Even though we had money in the bank and no longer had to scrounge for pocket change to buy a sandwich, something inside dies after you’ve been hardened by hunger. I’d never told Chris about that day at McDonald’s; knowing how hard he’d been working at the time, I didn’t want to bother or discourage him. And I never told him, either, how famished I’d been the first time we drove back to Ohio to visit our families after that first starving summer in Massachusetts; I never told him how I stuffed myself full of junk food from my parents’ kitchen counter–cookies and crackers and pretzels–simply to feel the sensation of being full. Even then, perhaps, I knew that my hunger was only partly physical, that what I craved so undeniably was the sense of belonging that only family can bring, the reassurance that a hot meal and listening ear are just down the street whenever you need it.

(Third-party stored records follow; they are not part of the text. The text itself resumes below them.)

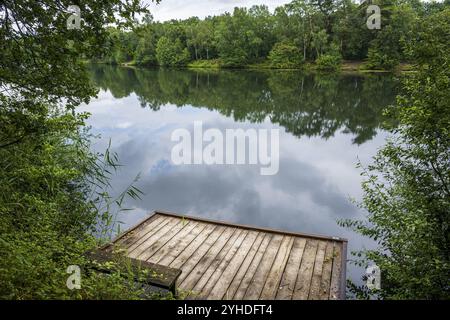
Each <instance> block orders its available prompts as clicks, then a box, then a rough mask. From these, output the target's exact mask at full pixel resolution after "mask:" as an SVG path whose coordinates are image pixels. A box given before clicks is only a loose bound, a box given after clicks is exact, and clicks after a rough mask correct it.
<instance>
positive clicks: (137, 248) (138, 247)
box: [127, 217, 179, 258]
mask: <svg viewBox="0 0 450 320" xmlns="http://www.w3.org/2000/svg"><path fill="white" fill-rule="evenodd" d="M163 218H164V217H163ZM178 222H179V220H177V219H163V221H162V222H161V223H160V224H159V225H158V226H157V227H156V228H154V229H153V230H149V232H147V233H146V234H145V235H144V236H143V237H142V238H140V239H139V240H138V241H136V242H135V243H133V244H132V245H131V246H130V247H128V249H127V252H128V255H129V256H130V257H132V258H133V257H137V256H138V255H139V254H140V253H141V252H142V250H144V249H145V243H146V242H147V243H151V241H155V240H157V239H158V237H161V236H162V235H163V234H164V233H166V232H167V231H169V230H170V228H171V227H172V226H174V225H175V224H177V223H178ZM135 252H136V253H135Z"/></svg>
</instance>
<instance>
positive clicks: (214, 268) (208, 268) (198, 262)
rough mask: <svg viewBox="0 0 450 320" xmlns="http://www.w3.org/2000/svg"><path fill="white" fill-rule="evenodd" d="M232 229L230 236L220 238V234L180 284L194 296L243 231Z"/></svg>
mask: <svg viewBox="0 0 450 320" xmlns="http://www.w3.org/2000/svg"><path fill="white" fill-rule="evenodd" d="M234 231H235V232H234V233H233V235H232V236H231V237H230V238H228V239H222V237H223V236H221V237H220V238H219V239H218V240H217V242H216V243H215V244H214V245H213V246H212V247H211V249H210V250H209V251H208V252H207V253H206V255H205V256H204V257H203V258H202V259H201V260H200V261H199V262H198V264H197V265H196V266H195V268H194V270H192V272H191V274H190V275H189V277H187V278H186V279H185V280H184V281H183V283H182V284H180V286H182V287H183V288H185V289H187V290H192V291H193V292H194V295H195V296H196V295H198V294H199V293H200V290H201V289H202V288H203V286H204V285H205V284H206V282H207V281H208V279H209V277H210V276H211V275H212V274H213V272H214V270H215V269H216V268H217V267H218V265H219V264H220V262H221V260H222V259H223V258H224V257H225V255H226V254H227V253H228V250H230V249H231V247H232V246H233V244H234V243H235V242H236V241H237V240H238V238H239V237H240V236H241V234H242V233H243V232H245V231H244V230H242V229H235V230H234ZM225 232H226V231H225ZM195 296H194V298H195Z"/></svg>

It’s a fateful moment, perhaps, when you start shielding your loved ones from life’s little realities: the Me who had been embarrassed to take charity from a stranger couldn’t bring myself to tell my own husband how lonely I felt 700 miles from my closest kin and how the worry of scrambling to make ends meet was taking its toll. When my parents asked how we were doing in Boston, I told them a crafted version of the truth: money was tight, but things were looking up; I never mentioned hunger pangs both physical and psychological. To tell my parents that I missed them–to tell my parents that life in Ohio had been easy, life in Boston was lonely and rough, and I was starved for both food and affection–would have been admitting defeat. As I shielded both my spouse and my parents from an emptiness that food could only partly satiate, I began a gradual process of psychological self-starvation. Surely I could do without food, without money, without love. Surely to ask for help from others–surely to ask for more–would be asking too much.
As much as I love walking its streets, Boston for me is a haunted city. While others see a city steeped in American history–the cradle of liberty–I see a place where I first learned that the world can be a hard and hungry place. Whenever I return to walk the streets of Boston, I stride with unanswered questions in mind. “What happened: what went wrong? Where did that young and hopeful Ohio girl go, and what happened to her idealistic thoughts and dreams?” In the past, I thought perhaps I returned to Boston to seek the heart that had been broken there, expecting to find it lying on some forgotten street, red and crushed like velvet. But now I know I roam the streets of Boston looking not for a what but for a who, the naive and hopeful young thing I was when I first landed on this shore.
If I were to find her–that Me I was over a decade ago–I certainly would have nothing to say to her: although I’m older now, I’m not sure I’m any wiser. Instead, I’d like to look her in the eye, that Me that I was, and show with a silent glance that I remember and understand what it means to be hungry. Like a bronze woman looking back on her homeland, I refuse to forget from whence I came. If I could find the tattered and prone ghost of who I was when I fled from abundance, I’d stretch my arms across the years to hug and hold her, reassuring her that one day in the future, she’ll learn how to stand strong as a statue without even a husband or child to support her, looking into her own future full and self-sufficiently sated.